Дружеского сближения, на которое я, откровенно говоря, рассчитывал, опять не получилось. Он почему-то всячески подчеркивал свое превосходство. Но какого черта!
Я ушел от него разозленный.
В свою комнату я, однако, не пошел, потому что услышал из комнаты отдыха тихие звуки фортепьяно.
Голл, принарядившись, сидела у рояля и одной рукой что-то подбирала.
— Привет, Голл!
Девушка повернулась ко мне и кивнула. В полумраке она казалась значительно моложе, чем вчера за кофе.
— Вы умеете играть на этой штуке?
— Что вы! Конечно, нет. Мне просто вспомнилась одна мелодия, и я пытаюсь ее воспроизвести. Торчит в мозгу, как гвоздь. Вы догадываетесь, что это?
Она снова начала наигрывать, но я ничего не понял, ибо был начисто лишен музыкального слуха.
— Голл, вы проверили, что у вас под простыней и в спинках стульев?
— Проверила, — ответила она, не отрываясь от клавишей. — И в этом нет ничего удивительного. Ведь над нами будут производить опыты.
Я вздрогнул. Над нами — опыты? Надо мной — опыты? Какие?
— Вы шутите, Голл!
Девушка расхохоталась, а в моем мозгу бешено завертелись тысячи вопросов. Почему мне ничего не сказали с самого начала? Зачем выбрали именно меня? Что они хотят со мной делать? Или вот с этой красоткой, которая сейчас смеется над моей растерянностью и которую я начинаю почему-то ненавидеть?

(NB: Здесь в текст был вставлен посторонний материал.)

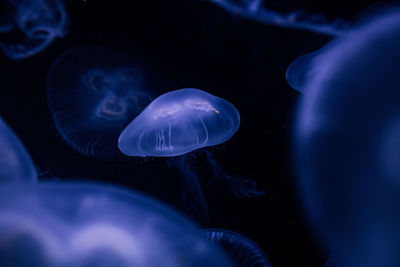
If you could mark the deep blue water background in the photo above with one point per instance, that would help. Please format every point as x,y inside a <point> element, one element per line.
<point>195,44</point>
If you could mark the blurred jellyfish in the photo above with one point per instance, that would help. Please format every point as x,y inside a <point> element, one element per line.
<point>82,225</point>
<point>347,144</point>
<point>93,94</point>
<point>15,162</point>
<point>304,67</point>
<point>243,251</point>
<point>28,26</point>
<point>258,10</point>
<point>179,122</point>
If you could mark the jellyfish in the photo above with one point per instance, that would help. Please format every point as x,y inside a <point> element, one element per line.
<point>243,251</point>
<point>94,92</point>
<point>303,68</point>
<point>15,162</point>
<point>259,11</point>
<point>29,26</point>
<point>179,122</point>
<point>346,144</point>
<point>86,224</point>
<point>184,121</point>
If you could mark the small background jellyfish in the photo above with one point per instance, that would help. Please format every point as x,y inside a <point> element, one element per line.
<point>94,92</point>
<point>28,26</point>
<point>346,144</point>
<point>81,225</point>
<point>243,251</point>
<point>15,162</point>
<point>179,122</point>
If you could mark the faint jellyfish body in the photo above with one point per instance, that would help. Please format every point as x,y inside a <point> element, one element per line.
<point>180,122</point>
<point>28,26</point>
<point>243,251</point>
<point>346,144</point>
<point>82,225</point>
<point>15,162</point>
<point>258,10</point>
<point>94,92</point>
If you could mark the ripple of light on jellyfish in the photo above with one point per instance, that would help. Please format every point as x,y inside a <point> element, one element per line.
<point>180,122</point>
<point>81,224</point>
<point>93,94</point>
<point>258,10</point>
<point>243,251</point>
<point>346,135</point>
<point>15,162</point>
<point>37,22</point>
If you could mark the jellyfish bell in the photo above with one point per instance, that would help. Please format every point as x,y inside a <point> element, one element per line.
<point>29,26</point>
<point>15,163</point>
<point>346,133</point>
<point>178,122</point>
<point>303,68</point>
<point>93,94</point>
<point>243,251</point>
<point>83,224</point>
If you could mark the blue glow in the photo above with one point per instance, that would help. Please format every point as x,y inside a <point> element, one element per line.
<point>179,122</point>
<point>243,251</point>
<point>85,224</point>
<point>347,144</point>
<point>15,162</point>
<point>258,10</point>
<point>36,23</point>
<point>305,67</point>
<point>93,94</point>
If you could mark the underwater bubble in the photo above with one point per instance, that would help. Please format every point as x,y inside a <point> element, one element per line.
<point>93,94</point>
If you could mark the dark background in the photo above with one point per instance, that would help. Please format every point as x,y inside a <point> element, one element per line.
<point>195,44</point>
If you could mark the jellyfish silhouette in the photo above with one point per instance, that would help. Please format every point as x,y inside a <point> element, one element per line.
<point>94,92</point>
<point>182,121</point>
<point>304,67</point>
<point>80,224</point>
<point>243,251</point>
<point>29,26</point>
<point>15,162</point>
<point>346,144</point>
<point>258,10</point>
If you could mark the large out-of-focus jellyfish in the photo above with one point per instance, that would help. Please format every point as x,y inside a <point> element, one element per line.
<point>179,122</point>
<point>243,251</point>
<point>28,26</point>
<point>305,67</point>
<point>258,10</point>
<point>93,94</point>
<point>347,144</point>
<point>15,162</point>
<point>82,225</point>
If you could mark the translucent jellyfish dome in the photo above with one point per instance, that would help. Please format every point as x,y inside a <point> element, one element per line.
<point>29,26</point>
<point>347,144</point>
<point>243,251</point>
<point>81,225</point>
<point>94,92</point>
<point>15,162</point>
<point>178,122</point>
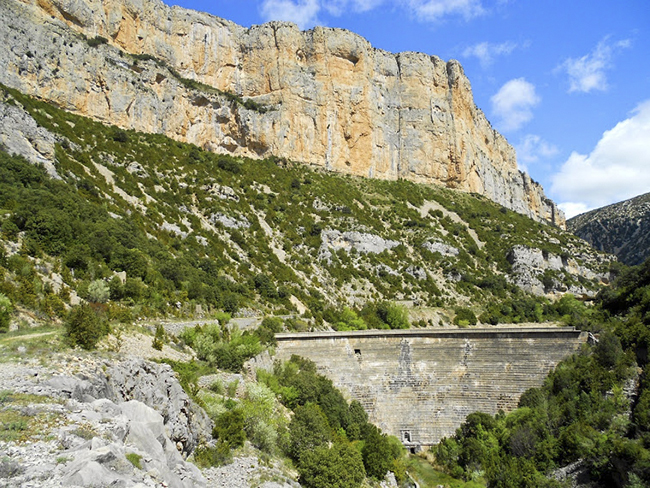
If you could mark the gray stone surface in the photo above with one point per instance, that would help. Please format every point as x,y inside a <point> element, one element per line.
<point>333,240</point>
<point>334,100</point>
<point>529,264</point>
<point>425,382</point>
<point>20,134</point>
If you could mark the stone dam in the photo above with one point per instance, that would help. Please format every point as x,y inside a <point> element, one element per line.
<point>419,385</point>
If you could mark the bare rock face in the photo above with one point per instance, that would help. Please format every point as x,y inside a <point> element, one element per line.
<point>19,134</point>
<point>530,264</point>
<point>324,97</point>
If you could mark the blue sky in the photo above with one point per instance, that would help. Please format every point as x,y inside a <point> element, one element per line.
<point>567,82</point>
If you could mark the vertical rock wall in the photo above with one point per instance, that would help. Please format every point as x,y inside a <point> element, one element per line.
<point>420,385</point>
<point>332,99</point>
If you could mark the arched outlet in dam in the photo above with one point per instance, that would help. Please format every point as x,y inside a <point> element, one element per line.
<point>419,385</point>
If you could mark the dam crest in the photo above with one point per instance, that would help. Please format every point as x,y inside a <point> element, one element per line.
<point>420,384</point>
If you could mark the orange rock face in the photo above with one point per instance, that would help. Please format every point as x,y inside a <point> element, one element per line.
<point>333,100</point>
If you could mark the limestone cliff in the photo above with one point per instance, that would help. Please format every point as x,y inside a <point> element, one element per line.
<point>329,98</point>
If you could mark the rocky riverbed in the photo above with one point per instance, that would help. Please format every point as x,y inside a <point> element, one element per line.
<point>81,420</point>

Я подтащил кресло к сияющему аквариуму и стал рассматривать его спинку. Она вся была утыкана блестящими кончиками проводов. Дрожа от нетерпения, я попытался ногтем выковырять одни, как вдруг прямо мне в палец впилась тонкая, шипящая фиолетовая искра. Я скорчился от боли.

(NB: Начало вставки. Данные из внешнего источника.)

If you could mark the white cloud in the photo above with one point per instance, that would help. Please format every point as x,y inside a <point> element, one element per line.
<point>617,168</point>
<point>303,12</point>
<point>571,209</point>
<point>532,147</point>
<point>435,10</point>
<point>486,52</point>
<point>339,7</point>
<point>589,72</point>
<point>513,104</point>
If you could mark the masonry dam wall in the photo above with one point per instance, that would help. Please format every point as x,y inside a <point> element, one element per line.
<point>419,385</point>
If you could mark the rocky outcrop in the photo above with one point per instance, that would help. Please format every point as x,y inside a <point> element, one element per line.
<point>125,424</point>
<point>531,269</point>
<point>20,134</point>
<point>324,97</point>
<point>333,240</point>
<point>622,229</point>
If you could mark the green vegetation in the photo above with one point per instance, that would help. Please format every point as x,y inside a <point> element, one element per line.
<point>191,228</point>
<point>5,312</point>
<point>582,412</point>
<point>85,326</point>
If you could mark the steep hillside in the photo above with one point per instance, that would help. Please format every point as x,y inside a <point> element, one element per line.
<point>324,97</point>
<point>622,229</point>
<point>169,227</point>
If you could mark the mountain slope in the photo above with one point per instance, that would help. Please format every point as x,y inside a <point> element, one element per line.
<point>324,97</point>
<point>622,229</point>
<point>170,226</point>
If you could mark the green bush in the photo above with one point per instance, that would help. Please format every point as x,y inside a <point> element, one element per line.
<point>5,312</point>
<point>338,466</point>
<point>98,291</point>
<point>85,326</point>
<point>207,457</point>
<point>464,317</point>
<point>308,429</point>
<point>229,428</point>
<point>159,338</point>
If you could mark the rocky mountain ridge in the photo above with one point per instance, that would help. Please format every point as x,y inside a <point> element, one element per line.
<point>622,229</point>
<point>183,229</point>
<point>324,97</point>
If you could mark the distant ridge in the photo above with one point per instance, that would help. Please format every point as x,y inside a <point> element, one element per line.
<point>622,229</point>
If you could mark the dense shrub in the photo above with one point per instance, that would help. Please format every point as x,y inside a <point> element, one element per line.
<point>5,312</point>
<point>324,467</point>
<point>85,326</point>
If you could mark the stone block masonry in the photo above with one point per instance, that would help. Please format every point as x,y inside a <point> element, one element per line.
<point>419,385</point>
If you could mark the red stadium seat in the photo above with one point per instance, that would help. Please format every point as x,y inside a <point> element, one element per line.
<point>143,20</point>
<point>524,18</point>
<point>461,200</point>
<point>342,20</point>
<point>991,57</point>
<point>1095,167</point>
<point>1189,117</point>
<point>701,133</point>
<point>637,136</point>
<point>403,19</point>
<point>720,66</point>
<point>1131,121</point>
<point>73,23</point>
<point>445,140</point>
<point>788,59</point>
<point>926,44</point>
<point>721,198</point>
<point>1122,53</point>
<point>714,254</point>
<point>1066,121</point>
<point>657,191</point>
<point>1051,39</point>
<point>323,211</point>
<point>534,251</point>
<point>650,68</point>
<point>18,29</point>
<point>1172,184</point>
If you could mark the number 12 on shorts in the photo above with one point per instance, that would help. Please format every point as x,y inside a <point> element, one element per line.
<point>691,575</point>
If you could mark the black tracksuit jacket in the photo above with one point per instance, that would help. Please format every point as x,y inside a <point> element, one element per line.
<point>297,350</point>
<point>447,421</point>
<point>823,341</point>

Голл подошла ко мне и положила руку на плечо.
— Успокойтесь, Пэй. Мы с Сэдом прошли через это. Не имеет смысла.
— Вам не кажется, что все это подло?!
— Не знаю. Я в этом плохо разбираюсь. И потом — и я, и вы здесь по доброй воле.
Слова Голл напомнили мне, как во время университетских лекций почти каждый профессор, рассказывая о чем-то новом в медицине, часто начинал фразу так: «Была взята группа добровольцев, которым внутривенно было введено такое-то вещество. При этом тщательно измерялись артериальное давление, рефлекс расширения зрачка…» Или: «Группа добровольцев согласилась провести трое суток в камере, где температура не превышала пяти градусов по Цельсию. При этом сказалось…» Или: «Двум добровольцам во время операции на мозге были введены золотые электроды в гипокамп. После подачи напряжения в десять милливольт…»
Меня всегда возмущала аморальность самого факта привлечения добровольцев для таких опытов. А ведь теперь подобные вещи можно проделывать над людьми, и не спрашивая их согласия.